Вот и двери, ведущие из корпуса во двор тюрьмы. Не думал Семен выйти в них иначе, чем на казнь. Но если не на казнь, то куда их гонят? Отъезжают грузовики, суетятся солдаты, не горят прожектора на сторожевых вышках: что здесь происходит?
Солдаты, вооруженные автоматами, погнали их маленькую группу к отдельно стоящему в углу двора крытому грузовику. Откинули задний борт, приказали лезть внутрь.
В кузове Семен оказался рядом с бившимся в истерике парнем — тот затравленно озирался по сторонам.
— Куда нас везут? — схватил он за руку пограничника. — Зачем? Ты тут старожил, скажи!
— Не знаю, — ответил Слобода, высвобождаясь из цепких пальцев. Самому хотелось бы знать, но спросить не у кого, а немцы все равно не ответят.
Два солдата влезли в кузов, отогнали заключенных ближе к кабине, сели на лавки у заднего борта и направили стволы автоматов на сгрудившихся узников. Грузовик тронулся. Короткая темнота туннеля ворот, потом даже сквозь брезент пробился свет сильного зарева пожара. Трясло на брусчатке, потом куда-то повернули и остановились.

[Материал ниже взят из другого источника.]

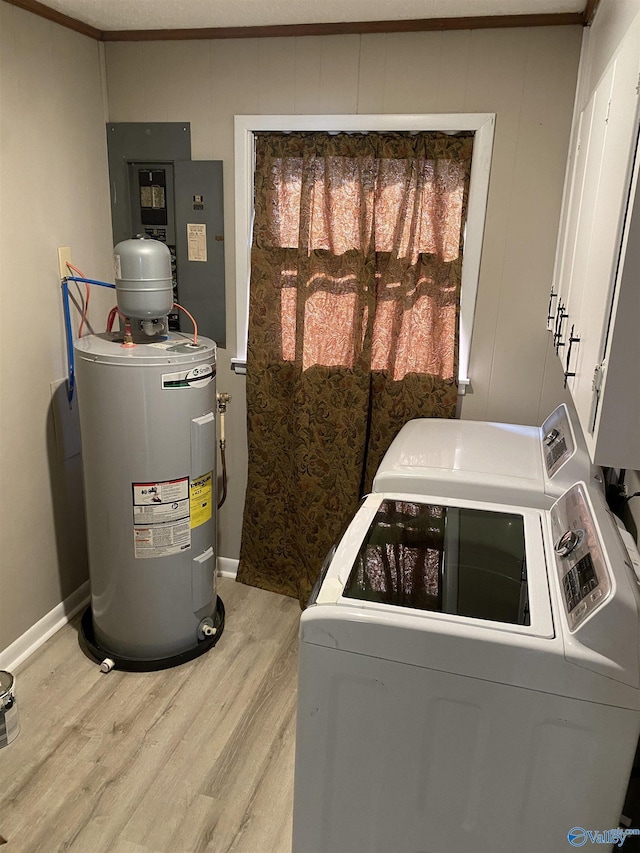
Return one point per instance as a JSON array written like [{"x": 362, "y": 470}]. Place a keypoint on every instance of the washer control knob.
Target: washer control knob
[
  {"x": 551, "y": 436},
  {"x": 566, "y": 543}
]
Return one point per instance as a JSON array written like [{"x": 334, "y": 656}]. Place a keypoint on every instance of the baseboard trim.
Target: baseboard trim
[{"x": 26, "y": 645}]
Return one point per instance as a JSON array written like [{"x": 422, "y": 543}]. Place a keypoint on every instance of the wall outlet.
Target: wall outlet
[{"x": 64, "y": 255}]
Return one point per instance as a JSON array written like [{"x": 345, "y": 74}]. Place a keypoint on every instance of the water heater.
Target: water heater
[{"x": 147, "y": 420}]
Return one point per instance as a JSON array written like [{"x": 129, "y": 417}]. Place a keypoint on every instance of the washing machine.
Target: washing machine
[
  {"x": 469, "y": 679},
  {"x": 489, "y": 461}
]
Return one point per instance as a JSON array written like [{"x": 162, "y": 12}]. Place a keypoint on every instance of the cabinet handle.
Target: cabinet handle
[
  {"x": 550, "y": 314},
  {"x": 561, "y": 316},
  {"x": 572, "y": 340}
]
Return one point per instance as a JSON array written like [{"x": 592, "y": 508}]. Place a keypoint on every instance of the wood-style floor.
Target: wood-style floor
[{"x": 199, "y": 757}]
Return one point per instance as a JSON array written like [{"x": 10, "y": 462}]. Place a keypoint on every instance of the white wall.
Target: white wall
[
  {"x": 53, "y": 192},
  {"x": 526, "y": 76}
]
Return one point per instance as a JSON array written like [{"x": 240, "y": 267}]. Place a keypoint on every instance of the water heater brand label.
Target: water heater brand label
[
  {"x": 161, "y": 518},
  {"x": 197, "y": 377}
]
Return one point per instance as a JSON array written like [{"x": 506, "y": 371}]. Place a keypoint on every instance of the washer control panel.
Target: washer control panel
[
  {"x": 557, "y": 441},
  {"x": 585, "y": 581}
]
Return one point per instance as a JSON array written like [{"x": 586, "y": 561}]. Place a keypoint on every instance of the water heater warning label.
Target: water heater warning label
[
  {"x": 201, "y": 499},
  {"x": 161, "y": 518}
]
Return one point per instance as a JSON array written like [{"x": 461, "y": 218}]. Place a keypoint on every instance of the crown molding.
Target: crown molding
[{"x": 292, "y": 30}]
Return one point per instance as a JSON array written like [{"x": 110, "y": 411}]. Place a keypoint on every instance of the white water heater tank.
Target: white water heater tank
[{"x": 147, "y": 418}]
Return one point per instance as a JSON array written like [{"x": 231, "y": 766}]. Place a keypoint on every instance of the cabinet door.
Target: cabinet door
[
  {"x": 611, "y": 117},
  {"x": 592, "y": 161}
]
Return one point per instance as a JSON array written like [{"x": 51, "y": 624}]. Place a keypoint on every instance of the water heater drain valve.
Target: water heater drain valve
[{"x": 206, "y": 629}]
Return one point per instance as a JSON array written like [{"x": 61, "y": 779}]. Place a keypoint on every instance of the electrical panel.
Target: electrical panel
[{"x": 159, "y": 191}]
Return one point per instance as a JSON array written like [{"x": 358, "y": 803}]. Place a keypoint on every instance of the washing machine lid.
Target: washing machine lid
[{"x": 458, "y": 561}]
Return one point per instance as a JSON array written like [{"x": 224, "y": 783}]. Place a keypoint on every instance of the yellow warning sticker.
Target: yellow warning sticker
[{"x": 201, "y": 499}]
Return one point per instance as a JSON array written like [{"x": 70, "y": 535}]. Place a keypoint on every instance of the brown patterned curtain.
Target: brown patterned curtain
[{"x": 353, "y": 318}]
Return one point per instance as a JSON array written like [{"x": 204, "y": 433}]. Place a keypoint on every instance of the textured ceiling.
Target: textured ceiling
[{"x": 181, "y": 14}]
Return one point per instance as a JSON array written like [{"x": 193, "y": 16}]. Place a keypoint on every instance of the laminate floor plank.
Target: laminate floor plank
[{"x": 195, "y": 758}]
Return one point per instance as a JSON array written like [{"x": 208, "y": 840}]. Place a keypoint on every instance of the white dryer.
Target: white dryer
[
  {"x": 469, "y": 679},
  {"x": 489, "y": 461}
]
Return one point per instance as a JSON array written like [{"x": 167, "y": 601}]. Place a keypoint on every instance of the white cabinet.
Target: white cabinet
[{"x": 595, "y": 316}]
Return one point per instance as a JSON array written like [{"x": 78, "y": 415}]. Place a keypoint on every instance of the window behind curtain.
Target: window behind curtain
[{"x": 399, "y": 208}]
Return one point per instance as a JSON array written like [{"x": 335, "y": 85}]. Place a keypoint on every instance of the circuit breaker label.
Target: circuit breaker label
[
  {"x": 201, "y": 495},
  {"x": 161, "y": 518}
]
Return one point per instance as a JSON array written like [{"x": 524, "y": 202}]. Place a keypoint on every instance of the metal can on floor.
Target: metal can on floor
[{"x": 9, "y": 722}]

Вся поездка заняла несколько минут.
Солдаты спрыгнули и откинули борт.
— Выходите! — скомандовал подбежавший к машине эсэсовец с перепачканным жирной сажей лицом. — Быстро, быстро!
Kpугом светло от зарева бушующего почти рядом пожара, гудело пламя, трещало дерево, пожираемое огнем, валил дым — удушливый, едкий, он щипал глаза, забивал дыхание. Самолеты улетели, смолкли зенитки, сипло кричали маневровые паровозы, — окутываясь облаками белого отработанного пара, они тянули в разные стороны обгорелые остовы вагонов. Причудливые красно-черные тени плясали на касках и лицах охранников, на истоптанной, покрытой потеками масла земле, на брезенте грузовиков и быстро исчезавших, казавшихся розовыми, облаках пара.
Узники, настороженно осматриваясь, столпились около машины.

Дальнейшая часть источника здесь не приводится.